Os dados narrados acima são fatos históricos comprovados por dezenas, talvez centenas, de profundos e criteriosos estudos feitos por inúmeros dos maiores historiadores do planeta.

Notadamente, desde o ano 2000, surgiram trabalhos monumentais sobre a WW1, dentre os quais destaco obras de grandes historiadores, tais como: Sir Martin Gilbert, Max Hastings, David Fromkin, Christopher Clark, Ian Kershaw, John Keegan, Miranda Carter, Margareth MacMillan, Modris Eksteins, Greg King, Sue Woolmans, David Stevenson, Richard J. Evans, David Martelo, Alan Sked, dentre outros.

Muitos destes autores se debruçaram especificamente sobre as origens da guerra, a questão dos Balcãs. Como o mundo pôde cair no abismo desse conflito catastrófico por algum acontecimento na longínqua Bósnia?

O que todos esses autores concluem é que, a Sérvia, agindo através da organização terrorista Mão Negra, tentou impedir que o Arquiduque Franz Ferdinand, um reformador anunciado da monarquia dual austro-húngara, assumisse o trono e formasse uma federação de Estados dentro da monarquia, dando à Bósnia autonomia e melhores condições de vida para a população, o que fatalmente abortaria o plano de uma nação eslava reunida, sob a égide de uma Grande Sérvia. O crime covarde se deu por motivos pusilânimes.

Os jovens assassinos bósnios mataram o homem que daria autonomia ao país, que proporcionaria grandeza e dignidade à Bósnia. Mas eles eram muito estúpidos para compreenderem isso. Aliás, nos primeiros interrogatórios, as autoridades policiais não conseguiam entender a motivação do crime, perguntando ao assassino bósnio porque ele matara o homem que ajudaria a Bósnia.
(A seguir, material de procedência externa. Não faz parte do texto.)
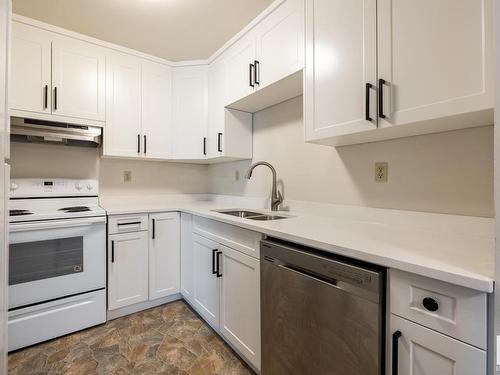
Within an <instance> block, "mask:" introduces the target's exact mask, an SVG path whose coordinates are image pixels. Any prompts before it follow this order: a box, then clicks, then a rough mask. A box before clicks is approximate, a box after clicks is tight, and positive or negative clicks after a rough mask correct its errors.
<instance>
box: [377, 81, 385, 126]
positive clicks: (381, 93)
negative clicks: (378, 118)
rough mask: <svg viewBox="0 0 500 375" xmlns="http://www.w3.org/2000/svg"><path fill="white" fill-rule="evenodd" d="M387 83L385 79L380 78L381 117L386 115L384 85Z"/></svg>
mask: <svg viewBox="0 0 500 375" xmlns="http://www.w3.org/2000/svg"><path fill="white" fill-rule="evenodd" d="M385 84H386V81H385V79H382V78H380V79H379V80H378V116H379V117H380V118H385V115H384V85H385Z"/></svg>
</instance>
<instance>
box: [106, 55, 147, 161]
mask: <svg viewBox="0 0 500 375" xmlns="http://www.w3.org/2000/svg"><path fill="white" fill-rule="evenodd" d="M106 77H107V81H106V86H107V87H106V108H107V111H106V127H105V128H104V150H103V154H104V155H105V156H122V157H139V156H141V155H142V153H143V148H142V143H143V142H142V141H143V139H142V136H141V61H140V60H139V59H138V58H136V57H133V56H129V55H126V54H121V53H109V54H108V55H107V68H106Z"/></svg>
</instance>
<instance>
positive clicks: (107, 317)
mask: <svg viewBox="0 0 500 375" xmlns="http://www.w3.org/2000/svg"><path fill="white" fill-rule="evenodd" d="M180 299H182V296H181V294H180V293H176V294H172V295H171V296H167V297H163V298H158V299H155V300H154V301H146V302H141V303H136V304H135V305H131V306H126V307H122V308H121V309H116V310H108V313H107V318H108V320H113V319H116V318H120V317H122V316H125V315H130V314H133V313H136V312H139V311H142V310H147V309H150V308H152V307H156V306H160V305H164V304H165V303H169V302H173V301H177V300H180Z"/></svg>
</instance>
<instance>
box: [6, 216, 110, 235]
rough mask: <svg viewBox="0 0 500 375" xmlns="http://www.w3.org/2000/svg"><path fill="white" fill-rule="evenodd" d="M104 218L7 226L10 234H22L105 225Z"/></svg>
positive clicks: (34, 222)
mask: <svg viewBox="0 0 500 375" xmlns="http://www.w3.org/2000/svg"><path fill="white" fill-rule="evenodd" d="M105 222H106V217H105V216H100V217H89V218H85V219H69V220H47V221H38V222H36V221H33V222H24V223H11V224H10V225H9V231H10V232H23V231H27V230H44V229H56V228H71V227H82V226H89V225H92V224H98V223H105Z"/></svg>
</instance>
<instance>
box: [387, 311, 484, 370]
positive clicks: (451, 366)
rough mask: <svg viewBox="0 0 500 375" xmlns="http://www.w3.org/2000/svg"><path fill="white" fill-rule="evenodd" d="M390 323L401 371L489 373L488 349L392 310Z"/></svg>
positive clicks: (394, 356) (397, 363)
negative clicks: (439, 331) (431, 327)
mask: <svg viewBox="0 0 500 375" xmlns="http://www.w3.org/2000/svg"><path fill="white" fill-rule="evenodd" d="M390 324H391V334H392V335H393V345H395V346H393V348H392V363H393V366H394V365H395V366H397V374H398V375H471V374H475V375H485V374H486V352H485V351H484V350H481V349H478V348H476V347H474V346H471V345H468V344H465V343H463V342H461V341H458V340H455V339H453V338H451V337H448V336H446V335H443V334H441V333H439V332H436V331H433V330H431V329H429V328H426V327H424V326H421V325H419V324H416V323H413V322H410V321H409V320H406V319H403V318H400V317H398V316H396V315H394V314H391V323H390ZM399 334H400V336H399ZM394 335H397V336H396V338H394V337H395V336H394ZM398 336H399V337H398ZM393 368H394V367H393ZM392 374H393V375H395V372H394V371H393V372H392Z"/></svg>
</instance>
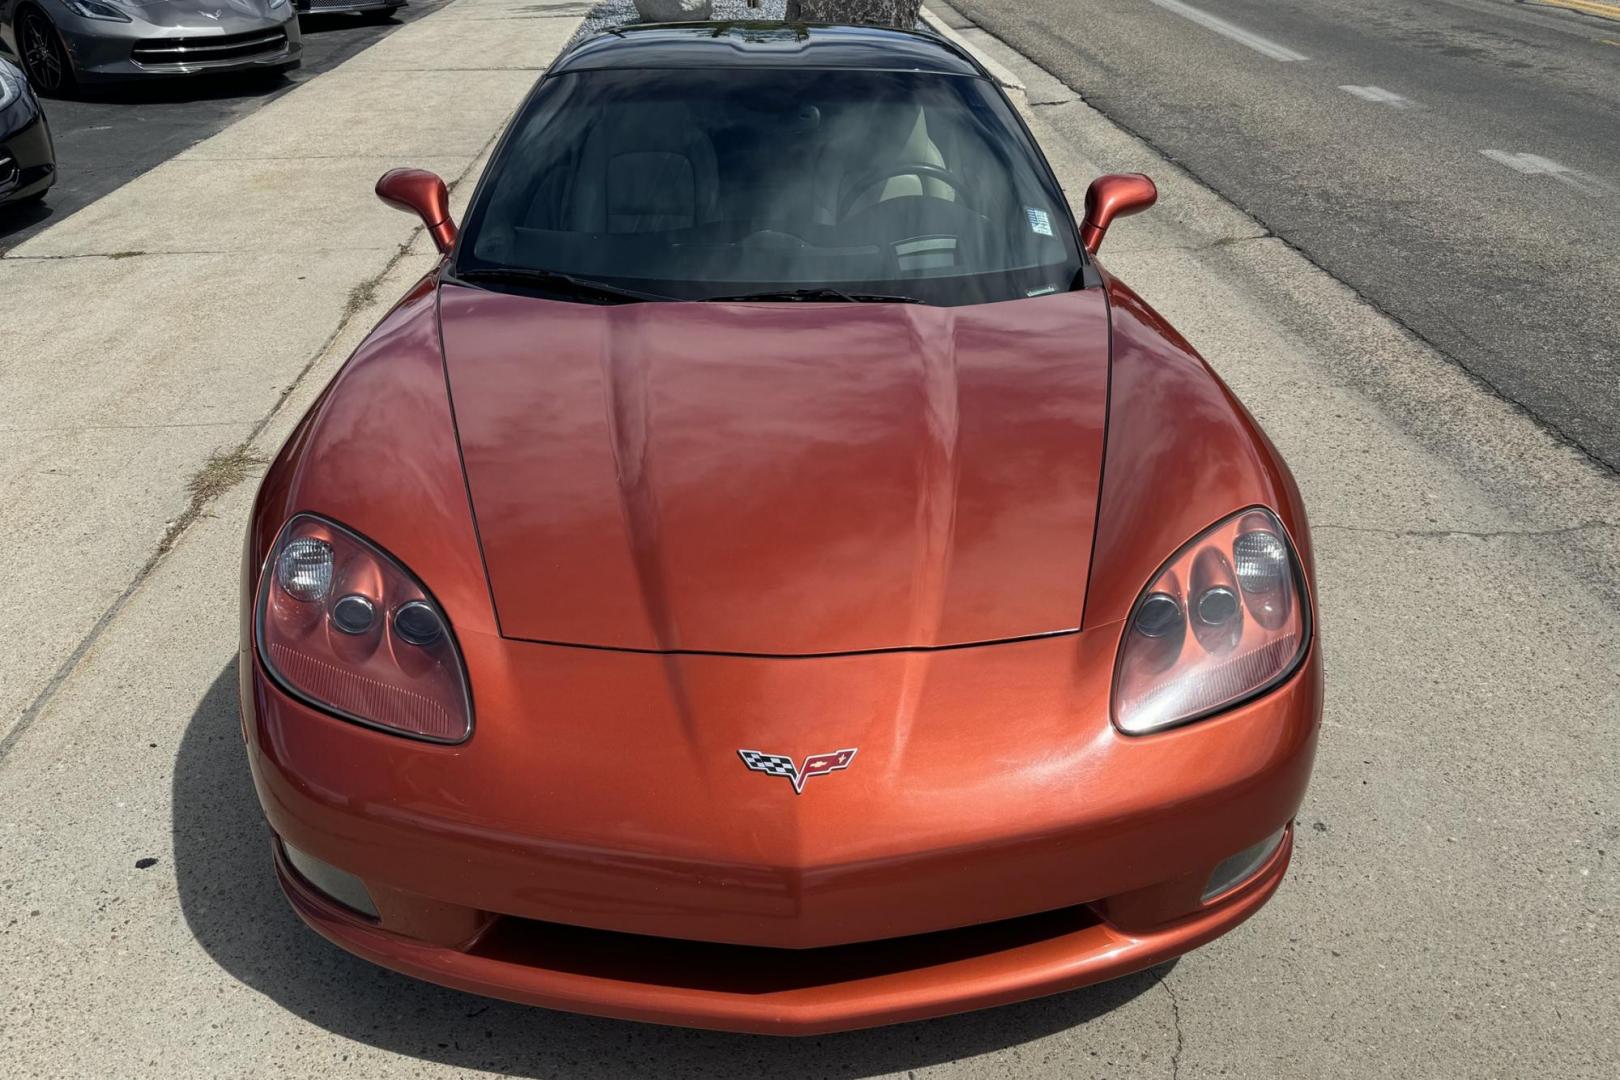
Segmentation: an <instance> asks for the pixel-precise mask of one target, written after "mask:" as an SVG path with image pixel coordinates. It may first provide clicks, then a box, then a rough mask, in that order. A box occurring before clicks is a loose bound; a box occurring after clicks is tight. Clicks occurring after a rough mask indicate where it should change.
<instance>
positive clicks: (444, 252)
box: [377, 168, 455, 254]
mask: <svg viewBox="0 0 1620 1080" xmlns="http://www.w3.org/2000/svg"><path fill="white" fill-rule="evenodd" d="M377 198H379V199H382V201H384V202H387V204H389V206H392V207H394V209H395V210H405V212H408V214H415V215H416V217H420V219H421V223H423V225H426V227H428V235H431V236H433V243H434V246H437V248H439V253H441V254H450V248H454V246H455V222H452V220H450V189H449V188H445V186H444V181H442V180H439V176H437V173H431V172H428V170H426V168H394V170H390V172H386V173H382V178H381V180H377Z"/></svg>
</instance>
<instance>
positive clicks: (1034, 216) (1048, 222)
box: [1024, 206, 1051, 236]
mask: <svg viewBox="0 0 1620 1080" xmlns="http://www.w3.org/2000/svg"><path fill="white" fill-rule="evenodd" d="M1024 212H1025V214H1027V215H1029V232H1032V233H1035V235H1038V236H1051V215H1048V214H1047V210H1037V209H1035V207H1032V206H1025V207H1024Z"/></svg>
Falando em estupidez, voltemos às mal traçadas linhas que Tim Butcher escreveu. Ele retrata o assassino do arquiduque, Gavrilo Princip, como um herói, um “combatente da liberdade”, um “erudito estudante e leitor ávido”, que agiu movido por sentimentos nobres de “libertar todos os eslavos do sul”. Nega o envolvimento da Sérvia, e diz que os jovens agiram por conta própria. Um monte de asneiras escritas por um mentecapto.

Entender as motivações e interesses da salada de etnias e nacionalidades que compõe a península balcânica é um exercício complicado, que requer muito estudo, milhares de páginas de leitura e ainda assim nos fica uma visão um pouco confusa.
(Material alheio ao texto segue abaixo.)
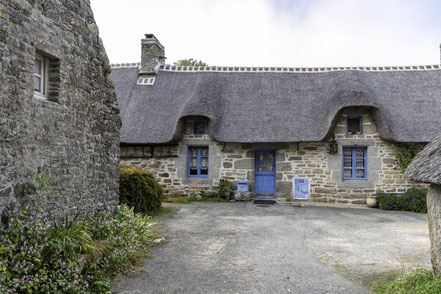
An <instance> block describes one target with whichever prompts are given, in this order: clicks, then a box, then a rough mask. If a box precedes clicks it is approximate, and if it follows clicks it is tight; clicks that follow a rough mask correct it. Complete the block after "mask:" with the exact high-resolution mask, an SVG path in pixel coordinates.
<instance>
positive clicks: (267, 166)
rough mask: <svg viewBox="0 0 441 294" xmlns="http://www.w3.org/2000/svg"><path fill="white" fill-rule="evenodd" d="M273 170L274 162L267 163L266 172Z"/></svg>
mask: <svg viewBox="0 0 441 294" xmlns="http://www.w3.org/2000/svg"><path fill="white" fill-rule="evenodd" d="M273 169H274V165H273V162H272V161H271V162H267V163H266V171H273Z"/></svg>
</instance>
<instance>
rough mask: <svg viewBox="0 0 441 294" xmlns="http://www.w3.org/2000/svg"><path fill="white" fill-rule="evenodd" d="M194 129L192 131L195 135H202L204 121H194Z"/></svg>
mask: <svg viewBox="0 0 441 294" xmlns="http://www.w3.org/2000/svg"><path fill="white" fill-rule="evenodd" d="M193 126H194V130H193V133H194V134H195V135H204V134H205V122H204V121H202V120H198V121H195V122H194V125H193Z"/></svg>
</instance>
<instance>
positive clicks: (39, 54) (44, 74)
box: [34, 53, 49, 98]
mask: <svg viewBox="0 0 441 294" xmlns="http://www.w3.org/2000/svg"><path fill="white" fill-rule="evenodd" d="M48 72H49V58H47V57H44V56H42V55H40V54H38V53H35V63H34V94H35V95H36V96H39V97H43V98H47V95H48Z"/></svg>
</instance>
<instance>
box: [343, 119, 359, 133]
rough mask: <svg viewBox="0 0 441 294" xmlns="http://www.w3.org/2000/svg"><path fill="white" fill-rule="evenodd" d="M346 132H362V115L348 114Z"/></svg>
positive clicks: (346, 121)
mask: <svg viewBox="0 0 441 294" xmlns="http://www.w3.org/2000/svg"><path fill="white" fill-rule="evenodd" d="M346 125H347V128H346V133H347V134H349V135H355V134H362V129H361V127H362V119H361V116H348V117H347V118H346Z"/></svg>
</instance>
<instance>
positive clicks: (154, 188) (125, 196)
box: [119, 166, 163, 213]
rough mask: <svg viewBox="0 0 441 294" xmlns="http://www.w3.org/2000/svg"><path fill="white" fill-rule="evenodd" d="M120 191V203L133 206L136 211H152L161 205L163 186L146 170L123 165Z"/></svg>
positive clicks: (136, 167)
mask: <svg viewBox="0 0 441 294" xmlns="http://www.w3.org/2000/svg"><path fill="white" fill-rule="evenodd" d="M119 192H120V196H119V197H120V204H126V205H128V206H130V207H133V208H134V211H135V213H145V212H151V211H155V210H158V209H159V208H160V207H161V200H162V198H163V191H162V188H161V186H159V184H158V182H157V181H156V180H155V178H154V177H153V175H152V174H151V173H150V172H148V171H146V170H143V169H140V168H137V167H132V166H121V168H120V182H119Z"/></svg>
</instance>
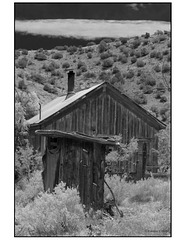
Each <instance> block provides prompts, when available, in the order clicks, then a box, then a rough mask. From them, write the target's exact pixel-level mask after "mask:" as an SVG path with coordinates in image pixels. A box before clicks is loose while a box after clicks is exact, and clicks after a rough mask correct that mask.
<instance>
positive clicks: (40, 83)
mask: <svg viewBox="0 0 186 240" xmlns="http://www.w3.org/2000/svg"><path fill="white" fill-rule="evenodd" d="M30 79H31V80H32V81H34V82H37V83H40V84H44V83H45V82H46V79H45V78H44V77H43V76H42V75H41V74H39V73H32V74H31V76H30Z"/></svg>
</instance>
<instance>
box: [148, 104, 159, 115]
mask: <svg viewBox="0 0 186 240" xmlns="http://www.w3.org/2000/svg"><path fill="white" fill-rule="evenodd" d="M150 110H151V111H152V112H153V113H155V115H156V117H158V115H159V109H158V107H157V106H155V105H152V106H151V108H150Z"/></svg>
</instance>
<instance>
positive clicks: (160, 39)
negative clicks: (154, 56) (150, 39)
mask: <svg viewBox="0 0 186 240" xmlns="http://www.w3.org/2000/svg"><path fill="white" fill-rule="evenodd" d="M166 39H167V36H166V35H164V34H162V35H160V36H159V41H160V42H163V41H165V40H166Z"/></svg>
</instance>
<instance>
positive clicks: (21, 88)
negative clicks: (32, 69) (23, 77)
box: [18, 79, 27, 91]
mask: <svg viewBox="0 0 186 240" xmlns="http://www.w3.org/2000/svg"><path fill="white" fill-rule="evenodd" d="M18 88H19V89H20V90H22V91H25V90H27V84H26V81H25V80H24V79H22V80H20V81H19V83H18Z"/></svg>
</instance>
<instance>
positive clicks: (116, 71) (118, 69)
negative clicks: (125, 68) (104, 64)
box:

A erosão da Iugoslávia comunista, pós queda da URSS, em 1991, deflagrou uma nova guerra nos Balcãs. No conflito sérvios, bósnios, croatas, eslovenos, montenegrinos, de ramos católicos, ortodoxos e muçulmanos, se mataram numa selvageria desenfreada, até a intervenção das forças de paz da ONU e dos USA. A matança só terminou em 1995.

O termo Iugoslávia significa eslavos do sul, mas ela só foi criada após a Segunda Guerra Mundial, sob a tutela comunista da URSS que, com mão de ferro, inventou o país. Butcher, em seu livro tresloucado, afirma categoricamente que historiadores, centenas deles, estão errados, e ele, certo. Princip agiu em defesa de todos os eslavos do sul. Esse conceito não existia no começo do século XX. Apenas a Sérvia, que havia aumentado muito seu poder e território, como grande vencedora das duas Guerras dos Balcãs, de 1912 e 1913, almejava unir toda a península balcânica, num pan-eslavismo sob controle sérvio. Ou seja, a Bósnia deixaria a futura federação de Estados dos Habsburgos para ficar sob jugo sérvio.

Confesso que foi um sacrifício concluir a leitura do livro. A vida é muito curta para lermos porcarias. Mas, até mesmo para ter um melhor embasamento para escrever essa resenha, eu tive de superar meu asco, e ler o bagulho até o fim. Não foi fácil. Algumas passagens do livro são tão absurdas que me fizeram dar boas gargalhadas. Outras me irritaram profundamente.

Butcher se mostra “surpreso” ao descobrir que, hoje na Bósnia, Princip é tido como um pária, um traidor que agiu contra seu país a favor da odiada Sérvia. Seu túmulo foi vandalizado. Ele diz “não entender os motivos pelos quais Princip não é um herói nacional”. Fico pensando se o senhor Tim não escreveu essas linhas sob efeito de “certas substâncias”, tamanho o disparate da afirmação.

Tenho, e li, todas as obras dos historiadores citados acima, sobre a Primeira Guerra Mundial, e “O Gatilho” é uma farsa muito ruim. O senhor Tim Butcher não tem a menor noção das mentiras e sandices que escreveu. Que seu lixo seja varrido para o ostracismo, ou, melhor, para o cesto de lixo da História.